Но однажды он равнодушно сказал жене и матери:
— Тоже и вы хороши! Ездите на мальчишке, как на мерине, — другой бы давно убежал али издох от такой работы…
Это рассердило женщин до слёз; жена, топая ногою, кричала исступлённо:
— Да разве можно при нём так говорить, дурак ты длинноволосый! Что же я для него, после этих слов? Я женщина беременная.
Мать выла плачевно:
— Бог тебя прости, Василий, только — помяни мое слово — испортишь ты мальчишку!
Когда они ушли, в гневе, — хозяин строго сказал:
— Видишь, чортушка, какой шум из-за тебя? Вот я отправлю тебя к дедушке, и будешь снова тряпичником!
Не стерпев обиды, я сказал:
— Тряпичником-то лучше жить, чем у вас! Приняли в ученики, а чему учите? Помои выносить…
Хозяин взял меня за волосы, без боли, осторожно и, заглядывая в глаза мне, сказал удивлённо:
— Однако ты ёрш! Это, брат, мне не годится, не-ет…
Я думал — меня прогонят, но через день он пришёл в кухню с трубкой толстой бумаги в руках, с карандашом, угольником и линейкой.
— Кончишь чистить ножи — нарисуй вот это!
На листе бумаги был изображён фасад двухэтажного дома со множеством окон и лепных украшений.
— Вот тебе циркуль! Смеряй все линии, нанеси концы их на бумагу точками, потом проведи по линейке карандашом от точки до точки. Сначала вдоль — это будут горизонтальные, потом поперёк — это вертикальные. Валяй! Я очень обрадовался чистой работе и началу учения, но смотрел на бумагу и инструменты с благоговейным страхом, ничего не понимая.
Однако тотчас же, вымыв руки, сел учиться. Провёл на листе все горизонтальные, сверил — хорошо! Хотя три оказались лишними. Провёл все вертикальные и с изумлением увидал, что лицо дома нелепо исказилось: окна перебрались на места простенков, а одно, выехав за стену, висело в воздухе, по соседству с домом. Парадное крыльцо тоже поднялось на воздух до высоты второго этажа, карниз очутился посредине крыши, слуховое окно — на трубе.
Я долго, чуть не со слезами, смотрел на эти непоправимые чудеса, пытаясь понять, как они совершились.
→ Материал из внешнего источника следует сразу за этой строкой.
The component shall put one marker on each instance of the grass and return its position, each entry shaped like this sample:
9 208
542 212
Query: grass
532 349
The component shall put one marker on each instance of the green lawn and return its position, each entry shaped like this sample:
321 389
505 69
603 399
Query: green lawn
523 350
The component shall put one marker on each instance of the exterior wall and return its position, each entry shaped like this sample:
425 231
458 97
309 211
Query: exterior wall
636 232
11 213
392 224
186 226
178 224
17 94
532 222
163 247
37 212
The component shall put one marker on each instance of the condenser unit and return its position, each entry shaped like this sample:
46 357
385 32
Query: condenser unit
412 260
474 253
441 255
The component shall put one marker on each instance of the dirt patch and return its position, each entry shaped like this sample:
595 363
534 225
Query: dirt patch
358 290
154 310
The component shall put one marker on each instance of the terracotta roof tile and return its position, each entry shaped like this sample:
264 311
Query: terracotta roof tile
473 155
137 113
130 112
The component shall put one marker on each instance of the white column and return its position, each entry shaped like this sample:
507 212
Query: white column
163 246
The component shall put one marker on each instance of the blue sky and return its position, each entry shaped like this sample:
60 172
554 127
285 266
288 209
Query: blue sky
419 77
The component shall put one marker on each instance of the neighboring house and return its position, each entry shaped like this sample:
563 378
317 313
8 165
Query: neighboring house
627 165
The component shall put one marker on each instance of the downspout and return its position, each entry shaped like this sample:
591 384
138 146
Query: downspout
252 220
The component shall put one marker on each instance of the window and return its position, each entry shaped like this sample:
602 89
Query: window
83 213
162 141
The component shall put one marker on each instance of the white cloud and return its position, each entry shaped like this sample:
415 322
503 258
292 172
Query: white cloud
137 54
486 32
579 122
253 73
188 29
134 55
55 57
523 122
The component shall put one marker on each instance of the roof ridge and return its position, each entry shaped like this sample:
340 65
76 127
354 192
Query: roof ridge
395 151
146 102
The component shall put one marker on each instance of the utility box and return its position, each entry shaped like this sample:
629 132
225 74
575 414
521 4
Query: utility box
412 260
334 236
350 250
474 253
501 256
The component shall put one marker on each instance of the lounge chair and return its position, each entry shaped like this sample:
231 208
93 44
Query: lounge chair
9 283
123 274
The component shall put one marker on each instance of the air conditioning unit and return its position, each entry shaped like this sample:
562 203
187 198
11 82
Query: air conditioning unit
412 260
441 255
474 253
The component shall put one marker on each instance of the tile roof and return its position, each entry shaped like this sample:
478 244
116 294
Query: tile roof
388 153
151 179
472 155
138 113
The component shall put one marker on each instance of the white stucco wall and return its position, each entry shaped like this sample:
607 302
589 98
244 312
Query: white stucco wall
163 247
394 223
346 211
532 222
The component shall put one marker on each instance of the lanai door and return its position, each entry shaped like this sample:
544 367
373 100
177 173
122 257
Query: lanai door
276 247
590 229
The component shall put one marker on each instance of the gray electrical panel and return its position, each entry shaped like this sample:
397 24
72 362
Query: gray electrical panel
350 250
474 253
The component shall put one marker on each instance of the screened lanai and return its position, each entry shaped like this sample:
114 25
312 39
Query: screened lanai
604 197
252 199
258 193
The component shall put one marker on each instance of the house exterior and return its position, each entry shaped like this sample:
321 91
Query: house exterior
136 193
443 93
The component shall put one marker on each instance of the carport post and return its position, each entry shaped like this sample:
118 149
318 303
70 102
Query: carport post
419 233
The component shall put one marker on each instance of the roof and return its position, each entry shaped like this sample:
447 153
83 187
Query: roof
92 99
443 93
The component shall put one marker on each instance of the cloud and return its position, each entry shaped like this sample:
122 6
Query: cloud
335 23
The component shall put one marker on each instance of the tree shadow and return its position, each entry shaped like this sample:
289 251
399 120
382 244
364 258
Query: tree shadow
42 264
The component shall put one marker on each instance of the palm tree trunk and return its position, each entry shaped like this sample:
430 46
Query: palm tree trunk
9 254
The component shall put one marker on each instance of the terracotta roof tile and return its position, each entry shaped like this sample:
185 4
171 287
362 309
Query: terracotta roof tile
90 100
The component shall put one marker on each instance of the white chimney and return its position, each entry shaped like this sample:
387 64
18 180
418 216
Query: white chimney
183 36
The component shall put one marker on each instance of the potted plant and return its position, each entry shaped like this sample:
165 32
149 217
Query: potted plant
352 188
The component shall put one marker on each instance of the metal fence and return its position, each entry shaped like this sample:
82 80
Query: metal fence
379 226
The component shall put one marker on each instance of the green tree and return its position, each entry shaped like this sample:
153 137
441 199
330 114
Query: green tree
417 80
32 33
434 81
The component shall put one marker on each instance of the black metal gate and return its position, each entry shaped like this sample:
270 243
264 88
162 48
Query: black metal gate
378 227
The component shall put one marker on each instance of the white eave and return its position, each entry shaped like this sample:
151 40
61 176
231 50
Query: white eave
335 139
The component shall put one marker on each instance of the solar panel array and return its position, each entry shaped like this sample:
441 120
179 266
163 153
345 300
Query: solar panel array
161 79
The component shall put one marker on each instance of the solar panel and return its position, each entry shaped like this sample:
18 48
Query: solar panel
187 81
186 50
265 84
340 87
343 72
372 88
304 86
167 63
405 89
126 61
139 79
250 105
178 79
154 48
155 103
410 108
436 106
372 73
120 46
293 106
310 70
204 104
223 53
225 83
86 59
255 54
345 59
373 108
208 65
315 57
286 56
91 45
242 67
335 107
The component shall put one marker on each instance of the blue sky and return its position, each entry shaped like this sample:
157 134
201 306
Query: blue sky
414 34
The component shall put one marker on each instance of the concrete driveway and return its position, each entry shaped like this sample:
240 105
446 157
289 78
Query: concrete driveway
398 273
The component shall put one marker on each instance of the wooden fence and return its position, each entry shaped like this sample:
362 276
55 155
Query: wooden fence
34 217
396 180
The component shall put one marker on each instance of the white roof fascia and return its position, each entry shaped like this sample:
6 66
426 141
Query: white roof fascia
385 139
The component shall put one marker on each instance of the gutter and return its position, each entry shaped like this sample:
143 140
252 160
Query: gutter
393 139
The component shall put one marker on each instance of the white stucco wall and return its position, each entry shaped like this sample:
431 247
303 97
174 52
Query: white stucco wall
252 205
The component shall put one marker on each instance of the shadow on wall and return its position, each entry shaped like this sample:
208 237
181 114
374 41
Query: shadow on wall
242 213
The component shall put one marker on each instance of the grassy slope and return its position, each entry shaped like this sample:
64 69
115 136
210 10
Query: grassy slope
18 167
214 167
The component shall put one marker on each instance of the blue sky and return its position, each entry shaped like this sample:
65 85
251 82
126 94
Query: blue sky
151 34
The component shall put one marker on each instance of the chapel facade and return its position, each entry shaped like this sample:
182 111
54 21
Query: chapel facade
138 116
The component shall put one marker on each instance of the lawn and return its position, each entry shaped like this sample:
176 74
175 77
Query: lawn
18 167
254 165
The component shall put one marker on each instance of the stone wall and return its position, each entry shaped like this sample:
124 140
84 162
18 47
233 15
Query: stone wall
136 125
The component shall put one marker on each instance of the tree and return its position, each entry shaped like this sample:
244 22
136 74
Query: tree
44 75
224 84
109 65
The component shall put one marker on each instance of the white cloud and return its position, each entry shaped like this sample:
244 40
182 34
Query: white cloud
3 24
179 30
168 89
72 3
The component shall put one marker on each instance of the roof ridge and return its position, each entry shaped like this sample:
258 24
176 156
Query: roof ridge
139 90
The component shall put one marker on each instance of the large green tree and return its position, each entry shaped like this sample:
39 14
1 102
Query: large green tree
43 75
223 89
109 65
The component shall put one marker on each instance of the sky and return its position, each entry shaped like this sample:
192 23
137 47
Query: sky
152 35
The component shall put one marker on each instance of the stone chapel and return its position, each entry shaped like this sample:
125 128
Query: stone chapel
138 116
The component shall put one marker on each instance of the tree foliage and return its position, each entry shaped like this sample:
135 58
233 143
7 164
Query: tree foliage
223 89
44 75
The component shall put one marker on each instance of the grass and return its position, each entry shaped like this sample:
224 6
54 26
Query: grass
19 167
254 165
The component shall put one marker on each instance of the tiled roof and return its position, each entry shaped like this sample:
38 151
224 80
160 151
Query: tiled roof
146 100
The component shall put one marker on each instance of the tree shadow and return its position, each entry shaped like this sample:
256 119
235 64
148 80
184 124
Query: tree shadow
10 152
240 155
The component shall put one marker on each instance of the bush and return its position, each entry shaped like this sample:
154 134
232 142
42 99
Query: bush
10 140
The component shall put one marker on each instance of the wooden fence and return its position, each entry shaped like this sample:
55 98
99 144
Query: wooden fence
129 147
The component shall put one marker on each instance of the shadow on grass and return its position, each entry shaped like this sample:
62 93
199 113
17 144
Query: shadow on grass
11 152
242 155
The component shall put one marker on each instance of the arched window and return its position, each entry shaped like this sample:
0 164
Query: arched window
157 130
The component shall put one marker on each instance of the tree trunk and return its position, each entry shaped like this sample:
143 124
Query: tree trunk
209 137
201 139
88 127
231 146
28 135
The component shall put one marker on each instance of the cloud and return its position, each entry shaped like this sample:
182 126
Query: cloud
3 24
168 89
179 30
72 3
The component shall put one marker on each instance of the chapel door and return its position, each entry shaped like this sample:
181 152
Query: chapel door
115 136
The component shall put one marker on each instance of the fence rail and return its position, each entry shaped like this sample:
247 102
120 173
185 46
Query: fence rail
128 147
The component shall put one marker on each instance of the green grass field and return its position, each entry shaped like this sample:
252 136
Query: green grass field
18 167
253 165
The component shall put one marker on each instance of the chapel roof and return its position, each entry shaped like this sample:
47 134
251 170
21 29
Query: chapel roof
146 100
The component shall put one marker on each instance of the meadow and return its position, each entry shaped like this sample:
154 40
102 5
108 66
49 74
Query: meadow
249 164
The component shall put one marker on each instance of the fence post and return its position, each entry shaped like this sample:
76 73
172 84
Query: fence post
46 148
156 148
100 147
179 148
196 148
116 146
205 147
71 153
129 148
И, не поняв, решил исправить дело помощью фантазии: нарисовал по фасаду дома на всех карнизах и на гребне крыши ворон, голубей, воробьёв, а на земле перед окном — кривоногих людей, под зонтиками, не совсем прикрывшими их уродства. Затем исчертил всё это наискось полосками и отнёс работу учителю.
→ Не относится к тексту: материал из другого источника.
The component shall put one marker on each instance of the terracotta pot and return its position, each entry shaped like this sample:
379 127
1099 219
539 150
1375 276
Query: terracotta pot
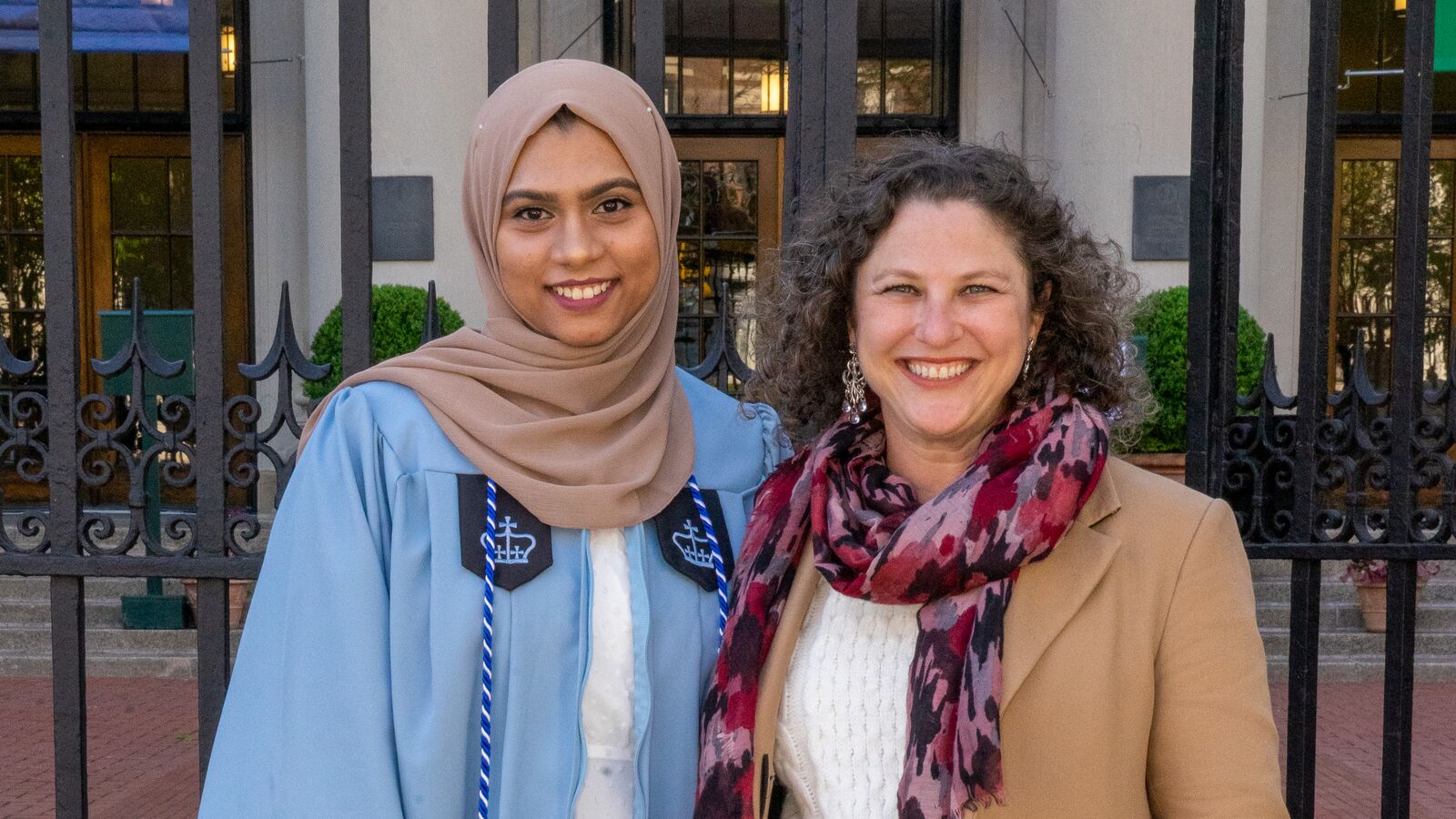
238 595
1372 602
1167 464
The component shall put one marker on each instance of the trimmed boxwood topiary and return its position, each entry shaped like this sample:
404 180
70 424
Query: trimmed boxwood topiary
398 315
1162 317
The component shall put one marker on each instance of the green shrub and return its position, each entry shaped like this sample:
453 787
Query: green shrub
398 317
1162 317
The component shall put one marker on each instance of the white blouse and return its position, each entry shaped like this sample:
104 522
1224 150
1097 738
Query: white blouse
606 705
842 724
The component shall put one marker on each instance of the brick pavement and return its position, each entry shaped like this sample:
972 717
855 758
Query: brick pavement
143 749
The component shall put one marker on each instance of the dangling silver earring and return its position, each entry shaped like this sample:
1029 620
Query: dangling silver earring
854 379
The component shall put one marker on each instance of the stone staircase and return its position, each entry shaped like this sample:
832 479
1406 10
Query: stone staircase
111 651
1347 652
Он высоко поднял брови, взбил волосы и угрюмо осведомился:
— Это что же такое?
— Дождик идёт, — объяснил я. — При дожде все дома кажутся кривыми, потому что дождик сам — кривой всегда. Птицы — вот это всё птицы — спрятались на карнизах. Так всегда бывает в дождь. А это — люди бегут домой, вот — барыня упала, а это разносчик с лимонами…
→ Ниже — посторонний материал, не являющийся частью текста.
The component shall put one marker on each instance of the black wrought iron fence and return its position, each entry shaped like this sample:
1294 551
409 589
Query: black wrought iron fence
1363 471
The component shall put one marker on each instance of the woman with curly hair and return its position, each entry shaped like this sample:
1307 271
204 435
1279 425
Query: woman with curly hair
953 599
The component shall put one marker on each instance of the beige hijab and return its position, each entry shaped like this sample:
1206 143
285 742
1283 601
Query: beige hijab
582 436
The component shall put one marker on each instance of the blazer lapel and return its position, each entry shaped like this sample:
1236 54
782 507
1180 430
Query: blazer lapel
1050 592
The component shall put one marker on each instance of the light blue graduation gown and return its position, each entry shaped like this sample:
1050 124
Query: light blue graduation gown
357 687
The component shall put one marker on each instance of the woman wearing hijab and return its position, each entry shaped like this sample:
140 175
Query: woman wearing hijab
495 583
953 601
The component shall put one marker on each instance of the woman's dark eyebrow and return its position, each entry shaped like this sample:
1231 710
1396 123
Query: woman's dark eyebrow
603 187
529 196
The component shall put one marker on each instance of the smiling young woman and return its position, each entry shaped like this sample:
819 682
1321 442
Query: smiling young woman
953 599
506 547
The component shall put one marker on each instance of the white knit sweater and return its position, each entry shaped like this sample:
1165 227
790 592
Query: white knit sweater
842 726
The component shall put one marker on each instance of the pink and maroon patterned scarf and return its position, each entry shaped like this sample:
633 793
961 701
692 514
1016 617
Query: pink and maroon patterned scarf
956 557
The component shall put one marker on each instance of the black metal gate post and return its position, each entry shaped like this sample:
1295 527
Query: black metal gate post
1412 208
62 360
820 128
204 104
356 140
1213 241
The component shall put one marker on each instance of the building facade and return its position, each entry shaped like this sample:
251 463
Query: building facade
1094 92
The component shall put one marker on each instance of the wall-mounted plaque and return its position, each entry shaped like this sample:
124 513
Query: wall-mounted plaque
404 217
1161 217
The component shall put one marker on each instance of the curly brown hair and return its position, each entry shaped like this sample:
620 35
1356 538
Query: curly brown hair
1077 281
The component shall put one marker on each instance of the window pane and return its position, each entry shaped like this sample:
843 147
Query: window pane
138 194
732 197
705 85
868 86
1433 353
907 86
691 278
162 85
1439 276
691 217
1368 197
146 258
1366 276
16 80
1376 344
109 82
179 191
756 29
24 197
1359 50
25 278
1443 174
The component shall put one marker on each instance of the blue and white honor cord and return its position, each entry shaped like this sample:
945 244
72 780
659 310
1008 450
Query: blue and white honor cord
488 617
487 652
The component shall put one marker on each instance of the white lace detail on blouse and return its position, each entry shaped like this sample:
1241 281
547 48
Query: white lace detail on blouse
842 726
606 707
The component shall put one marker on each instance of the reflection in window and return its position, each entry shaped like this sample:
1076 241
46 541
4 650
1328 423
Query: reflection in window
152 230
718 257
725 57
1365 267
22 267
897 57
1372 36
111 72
— Покорно благодарю, — сказал хозяин и, склонясь над столом, сметая бумагу волосами, захохотал, закричал: — Ох, чтоб тебя вдребезги разнесло, зверь-воробей!
Пришла хозяйка, покачивая животом, как бочонком, посмотрела на мой труд и сказала мужу:
— Ты его выпори!
Но хозяин миролюбиво заметил:
— Ничего, я сам начинал не лучше…
Отметив красным карандашом разрушения фасада, он дал мне ещё бумаги.
— Валяй ещё раз! Будешь чертить это, пока не добьёшься толку.
Вторая копия у меня вышла лучше, только окно оказалось на двери крыльца. Но мне не понравилось, что дом пустой, и я населил его разными жителями: в окнах сидели барыни с веерами в руках, кавалеры с папиросами, а один из них, некурящий, показывал всем длинный нос. У крыльца стоял извозчик и лежала собака.
— Зачем же ты опять напачкал? — сердито спросил хозяин.
Я объяснил ему, что без людей — скучно очень, но он стал ругаться.
— К чорту всё это! Если хочешь учиться — учись! А это — озорство…
Когда мне наконец удалось сделать копию фасада похожей на оригинал, это ему понравилось.
— Вот видишь, сумел же! Этак, пожалуй, мы с тобой дойдём до дела скоро…
И задал мне урок:
— Сделай план квартиры: как расположены комнаты, где двери, окна, где что стоит. Я указывать ничего не буду — делай сам!
Я пошёл в кухню и задумался — с чего начать?
Но на этой точке и остановилось моё изучение чертёжного искусства.
Подошла ко мне старуха хозяйка и зловеще спросила:
— Чертить хочешь?
Схватив за волосы, она ткнула меня лицом в стол так, что я разбил себе нос и губы, а она, подпрыгивая, изорвала чертёж, сошвырнула со стола инструменты и, уперев руки в бока, победоносно закричала:
— На, черти! Нет, это не сойдется! Чтобы чужой работал, а брата единого, родную кровь — прочь?
Прибежал хозяин, приплыла его жена, и начался дикий скандал: все трое наскакивали друг на друга, плевались, выли, а кончилось это тем, что, когда бабы разошлись плакать, хозяин сказал мне:
— Ты покуда брось всё это, не учись — сам видишь, вон что выходит!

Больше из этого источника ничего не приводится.